At present, there are three primary compliance mechanisms for data export: entering into a standard contract for the cross-border transfer of personal information, obtaining personal information protection certification, and passing a data export security assessment. Each of these mechanisms has its own applicable scope and characteristics.
3. Are There Any “Exempted Scenarios” for Data Export?
According to the Provisions on Promoting and Regulating Cross-Border Data Flows issued on March 22, 2024, the following data export scenarios are exempt from applying for a data export security assessment, entering into a standard contract for cross-border personal information transfer, or obtaining personal information protection certification:
(1) Data collected and generated in activities such as international trade, cross-border transportation, academic cooperation, cross-border manufacturing, and marketing that is provided overseas and does not contain personal information or important data;
(2) Personal information collected and generated overseas that is transmitted to China for processing and then provided overseas again, where no domestic personal information or important data is introduced during processing;
(3) Personal information that must be provided overseas for the conclusion or performance of contracts to which individuals are parties, such as cross-border shopping, logistics, remittances, payments, account opening, flight and hotel bookings, visa applications, and examination services;
(4) Personal information of employees that must be provided overseas for cross-border human resources management in accordance with legally formulated labor rules and legally concluded collective contracts;
(5) Personal information that must be provided overseas in emergency situations to protect the life, health, or property safety of natural persons;
(6) Where data processors other than critical information infrastructure operators cumulatively provide the personal information of fewer than 100,000 individuals overseas since January 1 of the relevant year (excluding sensitive personal information);
(7) Data provided overseas by data processors within free trade pilot zones that falls outside the negative list.

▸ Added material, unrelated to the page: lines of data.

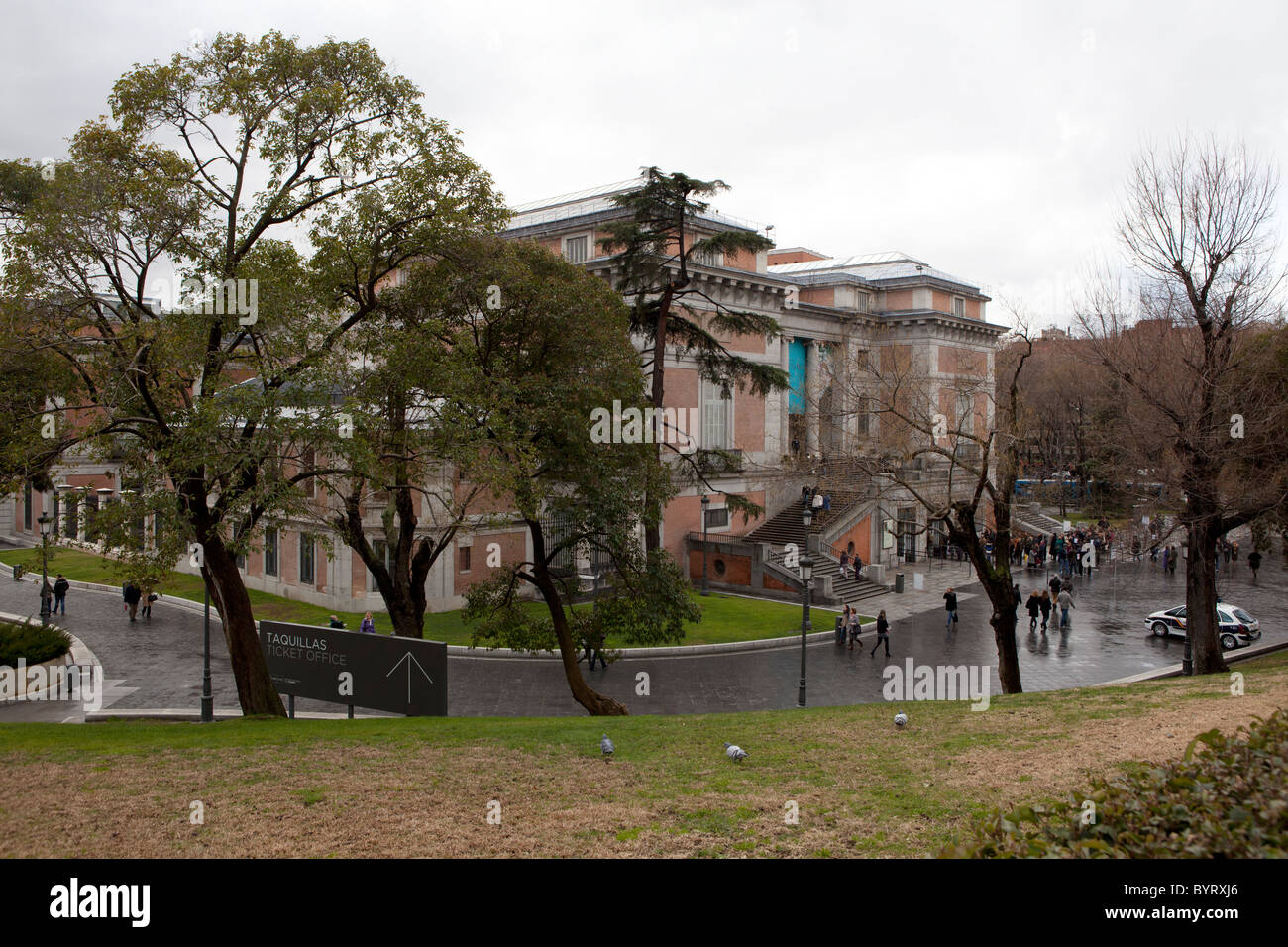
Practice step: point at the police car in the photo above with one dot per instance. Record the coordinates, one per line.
(1236, 628)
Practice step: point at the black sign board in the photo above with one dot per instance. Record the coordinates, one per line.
(404, 676)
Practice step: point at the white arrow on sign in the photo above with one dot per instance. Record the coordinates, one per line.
(410, 661)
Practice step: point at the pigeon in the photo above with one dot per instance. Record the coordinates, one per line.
(735, 753)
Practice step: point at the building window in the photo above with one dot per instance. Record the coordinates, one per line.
(381, 549)
(715, 418)
(307, 558)
(270, 551)
(307, 463)
(965, 414)
(575, 249)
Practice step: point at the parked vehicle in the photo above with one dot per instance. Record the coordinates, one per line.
(1236, 628)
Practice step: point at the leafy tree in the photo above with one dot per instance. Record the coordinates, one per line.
(304, 174)
(1197, 234)
(657, 249)
(529, 373)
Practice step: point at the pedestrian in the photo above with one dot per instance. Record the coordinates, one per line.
(593, 652)
(1065, 604)
(883, 634)
(62, 585)
(132, 595)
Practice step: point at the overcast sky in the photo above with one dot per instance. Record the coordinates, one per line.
(988, 140)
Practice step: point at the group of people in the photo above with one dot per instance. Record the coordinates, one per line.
(1067, 552)
(848, 565)
(1042, 602)
(850, 629)
(811, 497)
(53, 596)
(133, 595)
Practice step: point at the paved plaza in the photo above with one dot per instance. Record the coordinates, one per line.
(158, 665)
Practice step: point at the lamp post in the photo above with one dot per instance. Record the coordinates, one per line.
(706, 501)
(46, 522)
(806, 567)
(207, 701)
(806, 574)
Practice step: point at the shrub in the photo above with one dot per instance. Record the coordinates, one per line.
(1228, 800)
(33, 642)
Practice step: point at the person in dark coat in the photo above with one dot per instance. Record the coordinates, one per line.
(883, 635)
(1044, 605)
(132, 594)
(60, 587)
(1034, 605)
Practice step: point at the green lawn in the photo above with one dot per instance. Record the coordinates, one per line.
(725, 617)
(423, 787)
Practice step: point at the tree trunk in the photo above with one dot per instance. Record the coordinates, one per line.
(653, 531)
(1201, 621)
(593, 702)
(1001, 594)
(256, 689)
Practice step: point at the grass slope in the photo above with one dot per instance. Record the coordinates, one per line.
(725, 617)
(423, 787)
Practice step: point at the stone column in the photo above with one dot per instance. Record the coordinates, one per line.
(812, 388)
(785, 398)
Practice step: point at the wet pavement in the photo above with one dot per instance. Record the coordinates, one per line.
(158, 664)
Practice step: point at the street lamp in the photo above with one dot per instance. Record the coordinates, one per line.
(806, 574)
(46, 522)
(706, 501)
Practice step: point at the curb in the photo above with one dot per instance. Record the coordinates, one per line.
(467, 651)
(1176, 671)
(180, 715)
(80, 655)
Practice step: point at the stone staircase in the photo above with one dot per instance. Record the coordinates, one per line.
(1034, 521)
(786, 526)
(844, 590)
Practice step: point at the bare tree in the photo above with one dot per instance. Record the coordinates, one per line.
(953, 446)
(1197, 231)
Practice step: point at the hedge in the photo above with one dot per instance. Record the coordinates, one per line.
(1227, 800)
(33, 642)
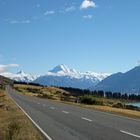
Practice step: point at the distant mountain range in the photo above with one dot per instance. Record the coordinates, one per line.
(61, 75)
(128, 82)
(20, 76)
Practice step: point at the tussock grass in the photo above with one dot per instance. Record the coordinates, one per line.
(14, 125)
(114, 106)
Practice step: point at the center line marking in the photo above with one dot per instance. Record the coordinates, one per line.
(52, 107)
(128, 133)
(86, 119)
(65, 112)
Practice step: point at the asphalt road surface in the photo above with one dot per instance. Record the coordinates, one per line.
(59, 121)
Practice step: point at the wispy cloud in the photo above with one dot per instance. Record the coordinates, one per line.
(20, 21)
(70, 9)
(88, 16)
(38, 6)
(49, 13)
(87, 4)
(4, 67)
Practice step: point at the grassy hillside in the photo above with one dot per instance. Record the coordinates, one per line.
(14, 125)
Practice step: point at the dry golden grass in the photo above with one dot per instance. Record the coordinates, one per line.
(14, 125)
(56, 93)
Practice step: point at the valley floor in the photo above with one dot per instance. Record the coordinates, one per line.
(14, 125)
(57, 95)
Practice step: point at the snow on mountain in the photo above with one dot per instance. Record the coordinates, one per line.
(20, 76)
(61, 75)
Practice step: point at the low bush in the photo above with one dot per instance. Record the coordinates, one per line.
(118, 105)
(12, 130)
(90, 100)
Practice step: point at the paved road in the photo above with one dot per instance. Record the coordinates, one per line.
(66, 122)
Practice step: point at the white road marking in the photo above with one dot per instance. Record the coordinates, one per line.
(131, 134)
(65, 112)
(52, 108)
(39, 128)
(86, 119)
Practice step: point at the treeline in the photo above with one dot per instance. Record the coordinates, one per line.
(110, 95)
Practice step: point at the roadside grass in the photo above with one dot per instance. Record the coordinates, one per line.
(114, 106)
(14, 125)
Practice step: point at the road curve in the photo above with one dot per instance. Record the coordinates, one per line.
(66, 122)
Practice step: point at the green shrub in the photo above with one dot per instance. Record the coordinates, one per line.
(90, 100)
(118, 105)
(12, 130)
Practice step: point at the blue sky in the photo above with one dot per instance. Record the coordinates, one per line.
(98, 35)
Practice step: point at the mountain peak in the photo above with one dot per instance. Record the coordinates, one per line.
(21, 72)
(60, 68)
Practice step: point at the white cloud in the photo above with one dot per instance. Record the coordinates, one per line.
(38, 5)
(20, 21)
(25, 21)
(88, 16)
(4, 67)
(87, 3)
(70, 9)
(49, 13)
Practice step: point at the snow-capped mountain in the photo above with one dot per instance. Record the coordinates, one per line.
(20, 76)
(61, 75)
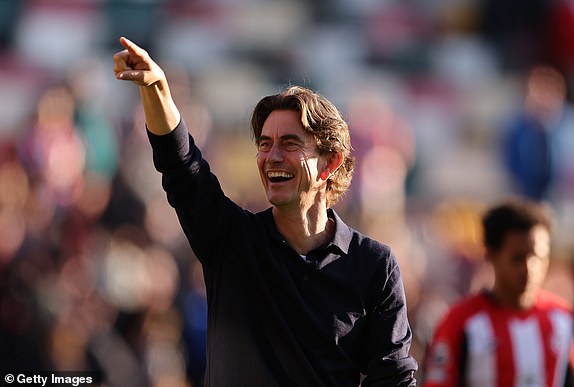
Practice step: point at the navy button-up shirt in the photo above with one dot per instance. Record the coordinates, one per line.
(275, 319)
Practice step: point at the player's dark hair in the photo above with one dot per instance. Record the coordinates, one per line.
(516, 214)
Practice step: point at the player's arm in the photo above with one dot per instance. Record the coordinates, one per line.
(445, 358)
(134, 64)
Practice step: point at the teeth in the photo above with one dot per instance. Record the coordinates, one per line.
(284, 175)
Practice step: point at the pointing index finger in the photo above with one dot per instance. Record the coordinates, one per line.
(133, 48)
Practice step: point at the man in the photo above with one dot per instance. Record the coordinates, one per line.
(514, 334)
(295, 296)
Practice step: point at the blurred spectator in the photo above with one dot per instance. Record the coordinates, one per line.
(536, 142)
(513, 333)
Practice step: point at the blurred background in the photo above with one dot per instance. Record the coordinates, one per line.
(452, 105)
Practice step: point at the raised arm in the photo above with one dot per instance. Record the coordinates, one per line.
(134, 64)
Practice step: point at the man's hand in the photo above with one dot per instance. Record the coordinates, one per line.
(134, 64)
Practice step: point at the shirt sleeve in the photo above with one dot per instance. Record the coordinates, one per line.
(446, 355)
(389, 336)
(204, 212)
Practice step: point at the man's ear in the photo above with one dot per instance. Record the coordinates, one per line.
(333, 163)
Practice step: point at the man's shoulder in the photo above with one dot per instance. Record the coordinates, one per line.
(467, 307)
(547, 300)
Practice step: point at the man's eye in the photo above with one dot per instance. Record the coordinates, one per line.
(291, 145)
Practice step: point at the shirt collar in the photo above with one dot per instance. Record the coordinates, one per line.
(341, 239)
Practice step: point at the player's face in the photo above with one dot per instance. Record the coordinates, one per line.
(289, 161)
(521, 264)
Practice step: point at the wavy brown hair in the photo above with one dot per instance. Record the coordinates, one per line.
(320, 118)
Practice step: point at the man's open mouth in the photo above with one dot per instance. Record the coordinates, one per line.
(277, 177)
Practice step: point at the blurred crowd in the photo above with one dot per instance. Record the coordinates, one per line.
(452, 105)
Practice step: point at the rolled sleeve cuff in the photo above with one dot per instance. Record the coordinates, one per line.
(170, 150)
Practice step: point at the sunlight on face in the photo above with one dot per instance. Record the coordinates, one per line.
(288, 161)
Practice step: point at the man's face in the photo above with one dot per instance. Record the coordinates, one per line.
(288, 160)
(521, 264)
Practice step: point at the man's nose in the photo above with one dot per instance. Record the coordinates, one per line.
(275, 153)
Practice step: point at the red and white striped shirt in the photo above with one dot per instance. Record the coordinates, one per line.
(480, 343)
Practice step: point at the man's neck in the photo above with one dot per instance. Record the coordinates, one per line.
(304, 230)
(503, 298)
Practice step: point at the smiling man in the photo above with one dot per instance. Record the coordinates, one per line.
(295, 296)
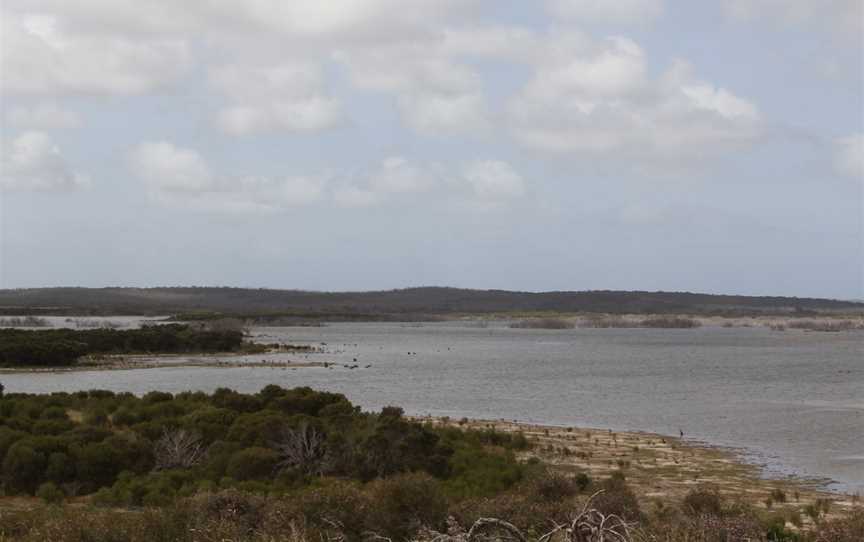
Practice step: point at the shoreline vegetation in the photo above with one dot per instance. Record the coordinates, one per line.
(111, 348)
(304, 466)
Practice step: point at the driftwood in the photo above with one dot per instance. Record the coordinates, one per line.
(590, 525)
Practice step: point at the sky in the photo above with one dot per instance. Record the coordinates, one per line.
(712, 146)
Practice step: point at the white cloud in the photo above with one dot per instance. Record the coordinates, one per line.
(42, 116)
(845, 16)
(595, 98)
(435, 95)
(606, 11)
(166, 167)
(32, 162)
(397, 175)
(286, 97)
(354, 197)
(38, 56)
(849, 156)
(180, 177)
(493, 180)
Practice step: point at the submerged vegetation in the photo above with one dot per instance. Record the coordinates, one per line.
(63, 347)
(543, 323)
(23, 321)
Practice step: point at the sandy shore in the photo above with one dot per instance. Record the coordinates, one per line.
(660, 468)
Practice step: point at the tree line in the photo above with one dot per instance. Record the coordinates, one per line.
(63, 347)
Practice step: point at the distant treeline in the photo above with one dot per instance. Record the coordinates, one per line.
(59, 347)
(149, 450)
(416, 303)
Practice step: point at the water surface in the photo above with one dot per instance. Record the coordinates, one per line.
(793, 401)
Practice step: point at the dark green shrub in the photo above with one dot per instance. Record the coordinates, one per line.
(23, 468)
(254, 463)
(404, 503)
(703, 500)
(50, 493)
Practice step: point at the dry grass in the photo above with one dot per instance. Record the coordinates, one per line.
(662, 469)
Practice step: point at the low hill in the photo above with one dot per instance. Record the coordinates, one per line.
(392, 303)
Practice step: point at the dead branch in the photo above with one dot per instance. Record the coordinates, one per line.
(178, 448)
(302, 448)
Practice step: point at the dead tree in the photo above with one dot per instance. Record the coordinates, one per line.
(590, 525)
(178, 449)
(303, 448)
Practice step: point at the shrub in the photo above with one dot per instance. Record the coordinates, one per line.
(254, 463)
(703, 500)
(50, 493)
(404, 503)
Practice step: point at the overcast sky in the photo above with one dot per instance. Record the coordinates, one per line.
(712, 146)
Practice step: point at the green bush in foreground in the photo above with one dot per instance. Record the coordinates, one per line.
(140, 451)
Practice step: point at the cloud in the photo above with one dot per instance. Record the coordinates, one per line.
(286, 97)
(355, 197)
(435, 95)
(596, 98)
(843, 16)
(168, 168)
(39, 57)
(42, 116)
(849, 156)
(32, 162)
(397, 175)
(180, 177)
(493, 180)
(600, 11)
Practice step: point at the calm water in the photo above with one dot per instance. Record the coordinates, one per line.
(792, 401)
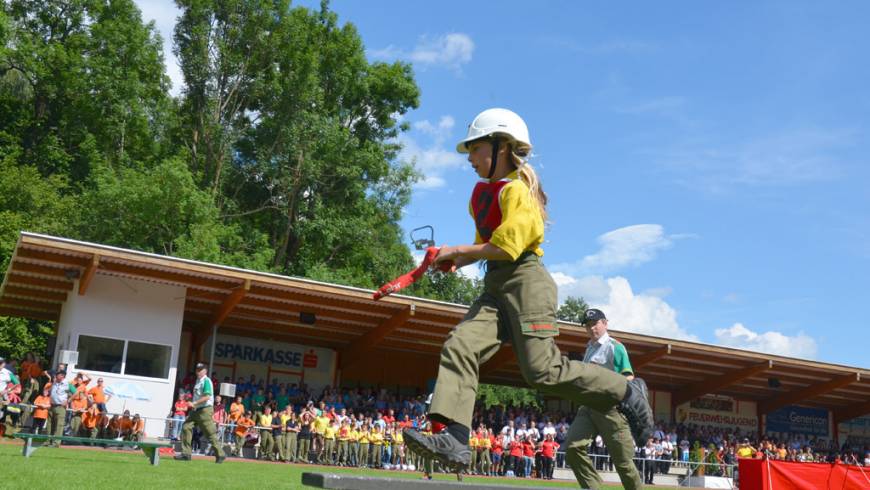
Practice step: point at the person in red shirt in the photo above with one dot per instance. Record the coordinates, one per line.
(40, 413)
(516, 457)
(390, 417)
(179, 413)
(548, 449)
(497, 451)
(528, 457)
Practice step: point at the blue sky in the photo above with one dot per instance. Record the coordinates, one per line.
(707, 163)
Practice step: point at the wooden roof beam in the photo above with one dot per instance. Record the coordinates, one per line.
(88, 275)
(780, 401)
(651, 356)
(34, 293)
(14, 278)
(715, 383)
(35, 315)
(221, 314)
(354, 352)
(230, 303)
(498, 360)
(852, 411)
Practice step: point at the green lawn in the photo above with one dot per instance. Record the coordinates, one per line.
(72, 468)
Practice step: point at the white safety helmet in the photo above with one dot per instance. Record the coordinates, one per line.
(500, 123)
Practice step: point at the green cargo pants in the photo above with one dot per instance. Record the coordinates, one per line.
(57, 419)
(342, 456)
(266, 443)
(304, 450)
(617, 437)
(202, 418)
(328, 450)
(290, 447)
(363, 454)
(518, 305)
(279, 446)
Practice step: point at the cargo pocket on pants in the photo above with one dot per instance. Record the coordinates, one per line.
(539, 324)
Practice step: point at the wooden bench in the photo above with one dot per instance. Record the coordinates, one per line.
(150, 448)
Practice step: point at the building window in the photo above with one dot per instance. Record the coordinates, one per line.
(124, 357)
(100, 354)
(150, 360)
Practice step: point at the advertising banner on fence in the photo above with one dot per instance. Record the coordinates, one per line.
(798, 420)
(292, 362)
(758, 474)
(720, 412)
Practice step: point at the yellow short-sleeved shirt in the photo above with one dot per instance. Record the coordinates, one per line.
(377, 438)
(522, 226)
(745, 452)
(320, 424)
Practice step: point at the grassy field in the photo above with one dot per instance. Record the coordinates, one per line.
(74, 468)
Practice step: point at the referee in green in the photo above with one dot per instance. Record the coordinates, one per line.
(611, 425)
(201, 414)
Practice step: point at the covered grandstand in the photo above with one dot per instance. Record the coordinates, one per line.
(365, 339)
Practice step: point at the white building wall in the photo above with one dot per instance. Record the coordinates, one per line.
(135, 310)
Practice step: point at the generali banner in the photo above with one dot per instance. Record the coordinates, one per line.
(716, 412)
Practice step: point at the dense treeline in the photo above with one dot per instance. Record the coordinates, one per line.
(279, 154)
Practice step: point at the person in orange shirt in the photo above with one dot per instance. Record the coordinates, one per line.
(90, 421)
(137, 429)
(103, 424)
(81, 381)
(40, 414)
(78, 405)
(244, 423)
(126, 425)
(98, 393)
(113, 430)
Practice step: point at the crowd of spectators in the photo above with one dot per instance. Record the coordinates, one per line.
(363, 427)
(45, 401)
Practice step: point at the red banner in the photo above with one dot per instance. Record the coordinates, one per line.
(759, 474)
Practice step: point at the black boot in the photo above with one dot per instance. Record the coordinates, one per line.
(443, 447)
(635, 407)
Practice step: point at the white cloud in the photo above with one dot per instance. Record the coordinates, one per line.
(164, 14)
(449, 50)
(623, 247)
(800, 345)
(436, 157)
(642, 313)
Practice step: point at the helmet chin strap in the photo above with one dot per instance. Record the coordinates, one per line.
(495, 145)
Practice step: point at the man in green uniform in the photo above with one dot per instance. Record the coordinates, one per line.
(611, 354)
(266, 441)
(201, 414)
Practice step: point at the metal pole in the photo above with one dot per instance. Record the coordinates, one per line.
(211, 353)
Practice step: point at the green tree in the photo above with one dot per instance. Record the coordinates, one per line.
(84, 84)
(507, 396)
(572, 310)
(162, 210)
(318, 170)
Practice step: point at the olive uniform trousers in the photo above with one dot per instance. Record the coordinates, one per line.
(204, 419)
(518, 305)
(290, 447)
(617, 437)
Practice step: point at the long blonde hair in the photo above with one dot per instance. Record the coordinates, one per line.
(528, 175)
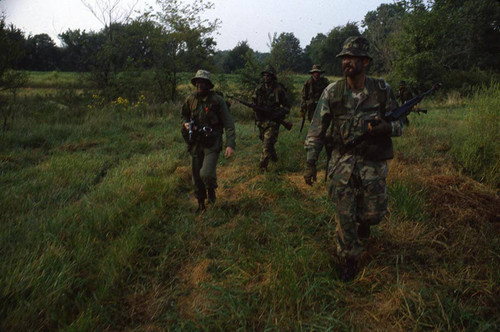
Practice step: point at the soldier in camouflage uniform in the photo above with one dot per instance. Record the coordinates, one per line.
(311, 91)
(209, 116)
(404, 94)
(269, 94)
(349, 116)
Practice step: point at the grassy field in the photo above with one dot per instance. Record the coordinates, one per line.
(98, 230)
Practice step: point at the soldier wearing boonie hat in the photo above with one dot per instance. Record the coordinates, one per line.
(349, 122)
(311, 91)
(205, 117)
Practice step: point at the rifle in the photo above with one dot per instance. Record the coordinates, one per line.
(273, 115)
(394, 115)
(408, 107)
(303, 121)
(190, 130)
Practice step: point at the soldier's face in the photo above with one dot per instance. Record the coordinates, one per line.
(202, 86)
(354, 65)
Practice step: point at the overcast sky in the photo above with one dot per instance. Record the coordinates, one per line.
(250, 20)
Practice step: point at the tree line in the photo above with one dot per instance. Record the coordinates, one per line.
(454, 42)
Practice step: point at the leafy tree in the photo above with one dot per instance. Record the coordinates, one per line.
(250, 74)
(79, 49)
(183, 43)
(381, 25)
(235, 58)
(41, 53)
(11, 80)
(448, 41)
(313, 50)
(286, 53)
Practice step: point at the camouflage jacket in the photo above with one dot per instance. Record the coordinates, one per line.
(341, 117)
(404, 94)
(272, 97)
(311, 91)
(210, 111)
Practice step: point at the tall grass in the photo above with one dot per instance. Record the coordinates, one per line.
(477, 151)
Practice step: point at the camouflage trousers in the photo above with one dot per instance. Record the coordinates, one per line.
(310, 111)
(203, 166)
(268, 134)
(358, 190)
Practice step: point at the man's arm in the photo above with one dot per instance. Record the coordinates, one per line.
(397, 126)
(229, 128)
(315, 138)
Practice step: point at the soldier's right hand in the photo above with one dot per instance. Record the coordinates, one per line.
(310, 174)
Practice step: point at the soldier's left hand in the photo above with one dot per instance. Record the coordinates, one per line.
(382, 128)
(229, 152)
(310, 174)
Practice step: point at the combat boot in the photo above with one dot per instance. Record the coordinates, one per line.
(349, 269)
(364, 231)
(263, 166)
(274, 157)
(201, 206)
(211, 195)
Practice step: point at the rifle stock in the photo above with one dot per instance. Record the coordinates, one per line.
(268, 111)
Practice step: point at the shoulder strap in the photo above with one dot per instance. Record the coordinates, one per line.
(381, 88)
(338, 92)
(193, 103)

In summary, allegations that WCL “stole user information and uploaded it to overseas websites” still require verification through specific investigations. If WCL is found to have transferred user data overseas, whether such conduct violates cross-border data transfer requirements must be assessed on a case-by-case basis.
Conclusion
After examining the issues of game data privacy protection and cross-border data transfer underlying the WCL function adjustment, it is necessary to reiterate that game developers, platform operators, and third-party plug-in developers all bear significant responsibility for protecting user data security. This is not only a legal obligation, but also a matter of respecting and maintaining user trust.
For players, enhancing awareness of personal information protection is equally important. While enjoying the entertainment value of games, players should also learn to identify and carefully handle operations involving personal information.
Looking ahead, with continuous technological advancement and the gradual improvement of legal and regulatory frameworks, there is reason to believe that issues related to game data privacy protection and cross-border data transfers will be addressed more appropriately. On the premise of safeguarding user data security, the game industry is expected to achieve healthier and more sustainable development.